True Restoration
As a child growing up my family did not attend church. The only knowledge of Jesus I had was from a lady next door who was Sunday school teacher at a local Baptist church who would take me with her from time to time. At some point in my teen years my family had found its way to church and at the age of 13 I accepted Christ as my savior and was baptized in a Baptist church. That’s where it started and that’s where it stopped. No on ever taught me anything else about how to really “live as a Christian.” I knew that there had to be more. I just felt it.
As an adult, I continued to go to church of a Baptist denomination. I always, even then felt that something was missing; I just didn’t know what it was. Those were confusing years walking in the wilderness for me. I knew I had Christ on the inside, but for some reason, there was no peace. I only had strife, and anger and confusion. I spent so many years being completely bound by these things and didn’t know the way to get it out of my life. I sought solace to ease the pain in the “if onlys.” If only I had that, if only I could do this, it would get better. I was married and divorced over and over going from one abusive relationship to another, thinking if only I could find the right person my life would be better.
At 8 ˝ months pregnant, unmarried, and desperate, I had reached bottom. I wandered into FCOTH in Rusk Texas.

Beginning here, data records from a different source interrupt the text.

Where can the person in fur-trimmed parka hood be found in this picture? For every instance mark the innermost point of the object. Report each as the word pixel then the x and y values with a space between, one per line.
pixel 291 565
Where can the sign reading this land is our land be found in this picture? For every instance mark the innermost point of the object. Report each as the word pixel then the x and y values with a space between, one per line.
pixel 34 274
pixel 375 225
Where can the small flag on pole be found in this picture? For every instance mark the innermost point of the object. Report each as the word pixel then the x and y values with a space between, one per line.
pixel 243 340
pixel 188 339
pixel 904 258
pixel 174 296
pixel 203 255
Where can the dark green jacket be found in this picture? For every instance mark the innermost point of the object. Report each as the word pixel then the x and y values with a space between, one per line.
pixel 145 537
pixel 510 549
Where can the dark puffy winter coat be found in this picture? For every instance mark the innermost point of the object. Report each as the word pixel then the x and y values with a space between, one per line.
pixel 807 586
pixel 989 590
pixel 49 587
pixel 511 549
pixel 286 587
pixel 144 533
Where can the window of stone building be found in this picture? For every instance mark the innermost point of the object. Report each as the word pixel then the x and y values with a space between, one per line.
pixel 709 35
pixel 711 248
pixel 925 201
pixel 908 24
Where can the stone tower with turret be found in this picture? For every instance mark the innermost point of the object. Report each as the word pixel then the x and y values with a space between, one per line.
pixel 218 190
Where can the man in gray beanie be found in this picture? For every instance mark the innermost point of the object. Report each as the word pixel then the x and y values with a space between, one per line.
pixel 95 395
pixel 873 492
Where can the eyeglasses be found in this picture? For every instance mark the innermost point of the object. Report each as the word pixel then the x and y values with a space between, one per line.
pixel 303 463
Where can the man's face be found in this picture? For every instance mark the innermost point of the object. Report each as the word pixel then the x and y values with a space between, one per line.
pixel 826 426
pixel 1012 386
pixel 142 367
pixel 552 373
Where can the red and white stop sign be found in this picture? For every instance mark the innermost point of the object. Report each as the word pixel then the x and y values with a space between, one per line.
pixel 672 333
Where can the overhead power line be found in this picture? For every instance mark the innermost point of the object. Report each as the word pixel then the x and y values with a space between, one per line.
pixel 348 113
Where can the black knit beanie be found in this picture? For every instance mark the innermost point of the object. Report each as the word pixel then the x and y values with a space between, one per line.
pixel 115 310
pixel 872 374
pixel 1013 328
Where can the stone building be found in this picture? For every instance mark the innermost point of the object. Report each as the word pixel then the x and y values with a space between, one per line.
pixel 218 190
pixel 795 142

Being in an interdenominational church was new for me but the move of the Holy Spirit was so strong here I felt what I had been missing all along! It all began there, it was the first time I had seen people go to the altars for healing and I couldn’t get there fast enough. It was there I had the freedom to lift my hands in worship for the first time. It was there at those altars I received the gift of the Holy Ghost and began to speak in unknown tongues for the 1st time. I had been grounded in the Word, I knew it was true, but I had never been in a church where there was a true freedom to allow the Holy Spirit to flow until FCOTH. I began to grow and experience Jesus in a real way I had never experienced before. Bondages were beginning to be broken in my life that I had carried for years.
I somehow allowed the enemy to cause fear and doubt to come into my mind and fell right back into the world and same thought patterns. I spent the next 6 years going from church to church seeking what I had at FCOTH but never finding it. During that time, God was dealing with me heavily. He was walking me through one step at a time, seeing Him as my husband, my father, father to my children, my provider, my best friend, and the lover of my soul.
Praise Jesus!! I finally found the one who loved me just the way I was! I began my journey out of the wilderness. Just like the woman at the well, Jesus came and went before me. He waited on me to get there because He knew I had a need so deep only He could fill it. He met me where I was, how I was, and I have never been the same since.
After praying and seeking the Lord one morning for God to show me where we were to attend church, within the hour, my sister in law called and invited me to a revival at FCOTH. I knew it was the answer I had been seeking for. I went, and the same love and acceptance met me at the door as did the first time I walked through them. Never harsh, and judgmental, they like Jesus, will meet you where you are. The Spirit of the God flows and the freedom of worship in the house. We are taught how to be in a real tangible relationship with Jesus, not some watered down religion and doctrinal restrictions. We are taught that we have real Power through Jesus. We are not to accept the lies the enemy tells us about ourselves but our pastor teaches how to have real victory over the enemy and how to apply them in everyday situations in our lives.
I’m so grateful to my God who supplies all my needs even before I know I need them. I share this because Rev. 12:11 says “They overcame him, by the blood of the lamb and the power of their testimony.” The enemy is defeated every time we testify to the goodness of Jesus! Therefore I am not ashamed to tell where I’ve been if it glorifies my Father in heaven for people to see where He has brought me to.
I’m thankful for pastors Jan and Susan and the willingness to teach people the truth so that we may continue to grow in Christ. They want to see not only healings, but true restoration in our lives. Their desire for bondages to be broken off and healing to take place in the lives of people is so evident every time you walk through the door.